In any system, it is possible for an application to fail due to programming errors. It is also possible for the operating system, hosting the application to fail e.g. due to power outage, hardware issues or even programming errors. There can also be network errors that prevent inter-service communication etc.

It is extremely important that such errors neither result in data corruption nor resource leaks. It is also highly desirable to minimize the impact of such failures on the user experience.

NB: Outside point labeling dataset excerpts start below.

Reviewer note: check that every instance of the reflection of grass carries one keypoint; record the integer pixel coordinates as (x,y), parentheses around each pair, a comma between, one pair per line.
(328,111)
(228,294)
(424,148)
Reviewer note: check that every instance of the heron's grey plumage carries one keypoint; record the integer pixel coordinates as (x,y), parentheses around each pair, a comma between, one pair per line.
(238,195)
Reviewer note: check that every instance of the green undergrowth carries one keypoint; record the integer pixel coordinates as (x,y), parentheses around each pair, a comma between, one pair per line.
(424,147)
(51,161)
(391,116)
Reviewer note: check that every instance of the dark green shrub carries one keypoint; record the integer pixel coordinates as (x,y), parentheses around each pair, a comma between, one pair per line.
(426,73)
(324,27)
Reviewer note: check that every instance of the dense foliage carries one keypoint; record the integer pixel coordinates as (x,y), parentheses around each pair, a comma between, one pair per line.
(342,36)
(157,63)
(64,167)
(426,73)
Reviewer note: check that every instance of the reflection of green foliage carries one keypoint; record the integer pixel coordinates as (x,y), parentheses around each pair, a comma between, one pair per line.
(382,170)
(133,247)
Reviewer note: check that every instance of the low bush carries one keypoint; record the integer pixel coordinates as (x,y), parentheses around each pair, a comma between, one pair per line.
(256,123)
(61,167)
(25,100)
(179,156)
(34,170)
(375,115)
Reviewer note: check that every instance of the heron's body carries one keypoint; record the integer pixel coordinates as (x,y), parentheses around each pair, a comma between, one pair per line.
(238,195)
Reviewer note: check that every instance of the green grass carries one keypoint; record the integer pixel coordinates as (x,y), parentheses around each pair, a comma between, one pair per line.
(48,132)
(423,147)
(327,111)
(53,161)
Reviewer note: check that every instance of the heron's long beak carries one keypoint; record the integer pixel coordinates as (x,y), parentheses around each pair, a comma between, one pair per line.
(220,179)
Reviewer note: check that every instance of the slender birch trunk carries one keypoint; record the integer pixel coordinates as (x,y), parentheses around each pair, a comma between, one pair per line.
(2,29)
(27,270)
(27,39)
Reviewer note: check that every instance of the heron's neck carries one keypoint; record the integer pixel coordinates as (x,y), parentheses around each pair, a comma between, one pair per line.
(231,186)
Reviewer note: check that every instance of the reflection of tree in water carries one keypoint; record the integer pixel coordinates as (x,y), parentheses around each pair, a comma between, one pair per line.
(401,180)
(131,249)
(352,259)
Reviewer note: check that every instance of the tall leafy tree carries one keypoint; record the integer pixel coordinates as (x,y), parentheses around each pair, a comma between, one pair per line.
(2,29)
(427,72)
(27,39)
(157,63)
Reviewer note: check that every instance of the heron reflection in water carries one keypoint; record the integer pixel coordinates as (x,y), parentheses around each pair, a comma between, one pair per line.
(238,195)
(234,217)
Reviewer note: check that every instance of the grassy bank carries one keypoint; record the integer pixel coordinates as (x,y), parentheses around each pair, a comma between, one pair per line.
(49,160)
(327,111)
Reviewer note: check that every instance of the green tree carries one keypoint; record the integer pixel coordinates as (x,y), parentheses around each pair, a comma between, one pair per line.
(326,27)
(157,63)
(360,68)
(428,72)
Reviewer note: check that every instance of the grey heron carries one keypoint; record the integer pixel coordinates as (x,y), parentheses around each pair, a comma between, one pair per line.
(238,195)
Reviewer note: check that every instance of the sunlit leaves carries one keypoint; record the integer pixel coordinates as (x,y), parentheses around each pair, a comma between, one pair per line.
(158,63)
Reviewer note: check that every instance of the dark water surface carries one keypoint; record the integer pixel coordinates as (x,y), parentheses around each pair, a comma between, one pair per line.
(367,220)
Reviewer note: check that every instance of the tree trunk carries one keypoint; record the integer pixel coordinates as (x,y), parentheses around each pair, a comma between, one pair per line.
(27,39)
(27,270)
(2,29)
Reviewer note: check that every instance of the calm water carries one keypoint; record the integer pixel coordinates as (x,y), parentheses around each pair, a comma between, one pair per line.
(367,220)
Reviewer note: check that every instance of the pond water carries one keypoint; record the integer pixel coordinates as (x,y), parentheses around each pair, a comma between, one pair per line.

Let us take an example for resource leak. Let us say one service (A) running on Node-1, calls another service (B) running on Node-2, to allocate a resource. Service B successfully allocates the resource, but before it can return the result to service A, the network communication fails or service B crashes or Node-2 crashes. In this case how does service A knows that its requested allocation was made? You might have seen this problem in many websites that asks you not to press a button again or refresh again as that can result in duplicate orders (bad websites).

In an autonomous environment of WNC such failures are not human manageable. So how do we prevent such resource leaks? By requiring that all inter-service communication between various services uses idempotent operations. So in this example, service A would first allocate an operation id (usually a UUID). It would then send the allocation request to service B along with the UUID. Service B would only do an allocation if an allocation for that UUID is not already done. If the allocation is already done, then service B just returns the result from the already allocated data.

If you are with me so far, then you may ask, what happens if service A itself crashes after it sent the request to service B. How would it know that it sent an allocation request etc.? This is where the concept of goal state kicks in. Each service must first create a goal state. Goal state is a list of operations that it would carry out and operation ids of those. It must then commit this to persistent storage (the atomic commit is provided by Windows Fabric). After committing to persistent store, service can run this goal state. Running this goal state is trivial because each operation is idempotent so there is no side-effect of running the same operation multiple times. For example, if a service crashes after running the partial goal state, another instance of the service on a different node would become active. This newly active service can simply look rerun the pending goal states in the persistent store from the start. There is no need to track partial goal state completions because all operations in the goal state are idempotent.

This goal state mechanism is used extensively not only for inter-service communication, but even for device configuration. This ensures that if a device state goes out of sync, a periodic goal state driver automatically corrects the state on next run. This makes the overall network highly reliable as each entity will run the goal state and bring the system to the desired state, across intermittent or even prolonged failures.

This is all I have for today, hopefully I would get a chance to get back to the topic of interrupts in my next post and talk about interrupt virtualization.

This posting is provided “AS IS” with no warranties and confers no rights.